The complexities of human technology and human society have outstripped mainstream humanity’s ability to grasp them. The world needs this technology, and it can’t wait for the bureaucracy to catch up to the science.
Even among her colleagues, it was rare to find people who could step outside their own frighteningly narrow specialties. Add to that the ridiculous, lowbrow public discourse during the most recent Presidential election, and it was becoming painfully clear that a bold fix was needed. Urgently. If we don’t become smarter, we’ll destroy ourselves with our foolishness.
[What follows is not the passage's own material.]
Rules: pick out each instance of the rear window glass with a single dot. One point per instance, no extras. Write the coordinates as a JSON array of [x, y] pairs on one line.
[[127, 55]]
DNNDs can facilitate that leap upward; I know they can.
She knew the FDA was only acting on general public opinion. If I could just change the fear of self-replicating nanotech, things would go a lot faster. Sure, there are some legitimate issues, but it’s not as bad as people think. Self-replicating doesn’t mean out of control.
Sharon walked the last block to her building slowly. Her stomach growled, loudly, diverting her attention and making her smile. Okay, my diet has been a little weird, even for someone who’s pregnant.
From the first week after the injection, the DNNDs’ demand for certain elements had pushed odd appetites on her. The RNA encoded enzyme complexes enabled the nanodots to replicate themselves from available raw materials. The enzymes called for elements found in unusual places: clay, rare earths, and other minerals. The DNNDs extracted building materials from her blood. When she lacked the necessary elements, she experienced strange and irresistible cravings. She never questioned them; she always complied. The DNNDs are taking up all the silica and metals. My blood tests look good. Everything is going to be fine.